DOWNING Street has brushed aside suggestions that Theresa May should cheer up after Ruth Davidson claimed the Tory Government came across as “dour” and “joyless”.
The Scottish Conservative leader’s appeal for her party to be more optimistic to attract younger voters came at the launch of a new campaign group, Onward, whose aim is to come up with policies to get the under-40s to vote Conservative at the next General Election.
Research has shown that only nine per cent of 25 to 39-year-olds said they would vote Conservative at the 2022 poll.
Addressing the launch of Onward at Westminster alongside fellow Scot Michael Gove, the Environment Secretary, Ms Davidson said: “Too often, Conservatives end up, well, a bit dour.
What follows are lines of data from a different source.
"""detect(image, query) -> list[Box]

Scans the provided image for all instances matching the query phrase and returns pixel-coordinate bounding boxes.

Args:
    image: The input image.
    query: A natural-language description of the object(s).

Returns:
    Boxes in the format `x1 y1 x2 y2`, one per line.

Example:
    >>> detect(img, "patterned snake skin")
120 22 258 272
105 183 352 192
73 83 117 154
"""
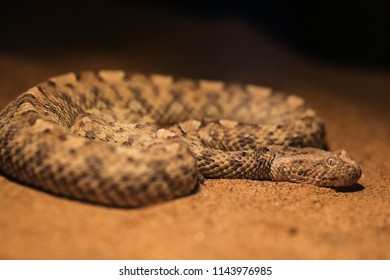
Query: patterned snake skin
0 71 362 207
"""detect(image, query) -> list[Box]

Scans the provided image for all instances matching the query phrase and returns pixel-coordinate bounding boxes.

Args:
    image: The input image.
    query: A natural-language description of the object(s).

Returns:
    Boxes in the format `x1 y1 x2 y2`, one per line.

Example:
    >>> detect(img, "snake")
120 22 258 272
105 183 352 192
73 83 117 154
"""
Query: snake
0 70 362 207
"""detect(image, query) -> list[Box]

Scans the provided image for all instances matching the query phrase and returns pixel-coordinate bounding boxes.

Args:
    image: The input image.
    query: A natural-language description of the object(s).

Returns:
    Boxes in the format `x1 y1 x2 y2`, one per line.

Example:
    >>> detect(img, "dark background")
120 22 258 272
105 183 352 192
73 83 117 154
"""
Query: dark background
1 0 389 68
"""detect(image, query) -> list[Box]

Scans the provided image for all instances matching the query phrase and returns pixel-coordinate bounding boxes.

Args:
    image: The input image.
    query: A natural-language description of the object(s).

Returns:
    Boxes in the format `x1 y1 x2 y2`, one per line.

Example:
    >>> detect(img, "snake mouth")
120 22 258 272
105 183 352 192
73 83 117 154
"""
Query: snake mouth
344 162 362 186
323 167 362 187
346 168 362 186
310 160 362 187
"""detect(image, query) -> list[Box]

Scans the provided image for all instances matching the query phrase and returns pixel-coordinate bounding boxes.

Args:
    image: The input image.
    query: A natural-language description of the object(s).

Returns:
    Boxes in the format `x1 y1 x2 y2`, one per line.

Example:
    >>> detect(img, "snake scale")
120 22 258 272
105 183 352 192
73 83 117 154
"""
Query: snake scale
0 71 362 207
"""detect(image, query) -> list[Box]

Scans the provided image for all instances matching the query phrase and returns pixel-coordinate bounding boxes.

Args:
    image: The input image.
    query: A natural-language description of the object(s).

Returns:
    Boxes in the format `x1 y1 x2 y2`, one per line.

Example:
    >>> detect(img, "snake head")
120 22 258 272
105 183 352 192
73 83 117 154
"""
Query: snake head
271 147 362 187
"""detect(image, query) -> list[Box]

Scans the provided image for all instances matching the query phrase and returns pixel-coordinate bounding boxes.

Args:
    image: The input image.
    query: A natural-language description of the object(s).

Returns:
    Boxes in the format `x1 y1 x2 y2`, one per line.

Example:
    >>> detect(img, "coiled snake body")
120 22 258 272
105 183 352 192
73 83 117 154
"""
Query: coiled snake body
0 71 362 207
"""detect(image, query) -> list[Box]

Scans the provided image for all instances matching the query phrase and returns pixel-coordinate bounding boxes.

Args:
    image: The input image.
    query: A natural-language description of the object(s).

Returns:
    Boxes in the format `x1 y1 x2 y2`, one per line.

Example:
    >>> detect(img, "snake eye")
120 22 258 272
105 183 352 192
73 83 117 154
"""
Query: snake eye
326 157 337 166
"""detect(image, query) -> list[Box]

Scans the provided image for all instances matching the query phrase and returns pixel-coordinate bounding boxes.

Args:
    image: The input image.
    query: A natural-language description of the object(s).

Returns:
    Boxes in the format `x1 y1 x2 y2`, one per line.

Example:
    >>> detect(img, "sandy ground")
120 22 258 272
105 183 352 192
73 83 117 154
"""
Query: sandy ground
0 4 389 259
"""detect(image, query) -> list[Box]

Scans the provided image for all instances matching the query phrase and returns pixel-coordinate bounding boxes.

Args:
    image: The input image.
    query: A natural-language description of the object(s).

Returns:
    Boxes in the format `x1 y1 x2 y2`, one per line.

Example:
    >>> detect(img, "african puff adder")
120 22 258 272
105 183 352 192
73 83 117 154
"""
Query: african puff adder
0 71 362 207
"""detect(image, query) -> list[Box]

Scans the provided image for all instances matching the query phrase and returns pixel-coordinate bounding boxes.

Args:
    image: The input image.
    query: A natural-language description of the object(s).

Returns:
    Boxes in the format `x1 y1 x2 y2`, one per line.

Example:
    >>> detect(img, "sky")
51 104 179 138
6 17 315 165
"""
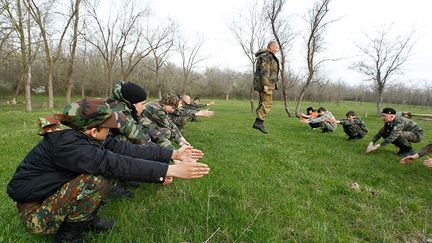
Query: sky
149 0 432 86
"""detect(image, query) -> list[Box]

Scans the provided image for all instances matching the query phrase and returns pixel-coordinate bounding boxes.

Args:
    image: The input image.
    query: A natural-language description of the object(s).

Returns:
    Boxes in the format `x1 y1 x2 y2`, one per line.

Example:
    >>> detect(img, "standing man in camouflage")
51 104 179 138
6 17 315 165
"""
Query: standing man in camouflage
366 107 424 156
252 40 279 134
7 98 209 242
142 93 190 148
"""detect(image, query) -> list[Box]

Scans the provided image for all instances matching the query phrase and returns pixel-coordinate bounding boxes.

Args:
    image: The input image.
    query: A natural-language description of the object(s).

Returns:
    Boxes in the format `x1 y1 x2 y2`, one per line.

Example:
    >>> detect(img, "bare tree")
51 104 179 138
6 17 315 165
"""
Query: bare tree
28 0 78 108
84 0 146 96
295 0 332 117
351 25 415 115
144 19 176 99
1 0 39 112
178 35 205 95
264 0 295 117
229 0 268 113
65 0 80 104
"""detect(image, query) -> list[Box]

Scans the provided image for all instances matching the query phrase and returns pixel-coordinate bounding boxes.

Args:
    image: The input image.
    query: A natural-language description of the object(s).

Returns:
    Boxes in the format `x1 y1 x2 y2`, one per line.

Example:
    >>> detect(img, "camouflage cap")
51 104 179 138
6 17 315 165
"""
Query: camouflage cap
160 93 179 107
61 98 125 129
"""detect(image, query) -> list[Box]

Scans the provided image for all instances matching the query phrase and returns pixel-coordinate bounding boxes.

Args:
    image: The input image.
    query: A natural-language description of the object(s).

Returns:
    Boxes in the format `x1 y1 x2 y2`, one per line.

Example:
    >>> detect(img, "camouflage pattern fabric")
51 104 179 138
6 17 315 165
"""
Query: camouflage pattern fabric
62 98 126 129
340 117 368 138
371 115 423 147
418 142 432 157
256 91 273 121
169 107 197 130
141 102 182 148
308 111 337 132
17 174 110 234
160 94 179 107
37 115 68 135
253 49 279 92
106 81 152 144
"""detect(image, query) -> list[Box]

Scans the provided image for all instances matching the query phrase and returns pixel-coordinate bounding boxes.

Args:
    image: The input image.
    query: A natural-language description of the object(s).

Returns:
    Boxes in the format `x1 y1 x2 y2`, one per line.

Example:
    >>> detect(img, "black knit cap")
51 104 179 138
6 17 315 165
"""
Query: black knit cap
382 107 396 115
121 82 147 105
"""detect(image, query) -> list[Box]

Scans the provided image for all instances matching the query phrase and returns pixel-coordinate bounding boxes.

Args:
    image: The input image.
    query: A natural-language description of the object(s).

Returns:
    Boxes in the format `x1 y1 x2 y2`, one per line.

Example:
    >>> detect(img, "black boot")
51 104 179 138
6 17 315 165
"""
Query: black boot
109 185 134 199
85 216 115 233
252 118 268 134
53 220 85 243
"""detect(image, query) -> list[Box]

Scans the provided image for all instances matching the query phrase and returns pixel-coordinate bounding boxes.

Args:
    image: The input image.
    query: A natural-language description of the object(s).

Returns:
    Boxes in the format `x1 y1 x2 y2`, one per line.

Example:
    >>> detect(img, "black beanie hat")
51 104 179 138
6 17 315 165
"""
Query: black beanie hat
382 107 396 115
121 82 147 105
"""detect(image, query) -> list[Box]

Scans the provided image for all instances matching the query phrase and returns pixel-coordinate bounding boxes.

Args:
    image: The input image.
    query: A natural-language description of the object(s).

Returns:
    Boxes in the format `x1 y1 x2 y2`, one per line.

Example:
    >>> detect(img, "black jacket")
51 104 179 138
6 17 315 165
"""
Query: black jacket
7 129 172 203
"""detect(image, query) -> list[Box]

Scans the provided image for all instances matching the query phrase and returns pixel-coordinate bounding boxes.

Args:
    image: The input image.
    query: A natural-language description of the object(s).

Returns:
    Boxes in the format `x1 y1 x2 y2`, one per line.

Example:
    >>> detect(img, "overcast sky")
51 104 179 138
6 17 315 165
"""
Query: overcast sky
149 0 432 86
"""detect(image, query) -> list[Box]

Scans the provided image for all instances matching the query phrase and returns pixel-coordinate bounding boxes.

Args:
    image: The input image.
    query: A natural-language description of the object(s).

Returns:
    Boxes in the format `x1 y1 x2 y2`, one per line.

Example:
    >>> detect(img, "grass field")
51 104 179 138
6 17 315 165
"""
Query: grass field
1 97 431 242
Authoritarian. Just a tad joyless. A party that sounds like its only pitch is like those hectoring signs you see on the tube: Please Stand on the Right.
“If there’s one thing we’ve learnt in Scotland, it’s that when you fight for what you believe, people listen but it’s when you do it with a smile that people really get behind you,” added Ms Davidson, who attended the Political Cabinet in Downing Street but did not raise the issue at the early morning meeting.
Mr Gove also noted at the launch event: “Sometimes in the past we have seemed censorious and finger-wagging, pessimistic and unhappy, uncomfortable that we seem to be living in the 21st century when the Fifties would be far more attractive.”
He then quipped: “And what a pity that the 19th century isn’t an option!”
No 10 said the issue of Ms Davidson’s remarks about the Government being dour were also not discussed at the full Cabinet, which took place after the political session.
Asked what the PM’s response would be to her colleague’s suggestion that she ran a dour administration, her spokesman replied: “Look at the action the Government is taking in its priority areas, delivering Brexit, which the British public voted for but also focusing on priorities such as a long-term plan for the NHS, providing opportunities for more people to get that first foot on the housing ladder, delivering changes to environmental policy which will leave the environment in a better state than which the Government found it.”
Asked again about the charge of dourness, the spokesman said: “Look, these are important priorities and we are delivering[them] on behalf of the British people and you have found people clearly enthused by our action in areas such as housing and the environment.”
But when asked if Mrs May should cheer up in her messages to the public, given she was dubbed a “glum-bucket” during the 2017 election campaign, the spokesman chuckled and responded by saying: “Next.”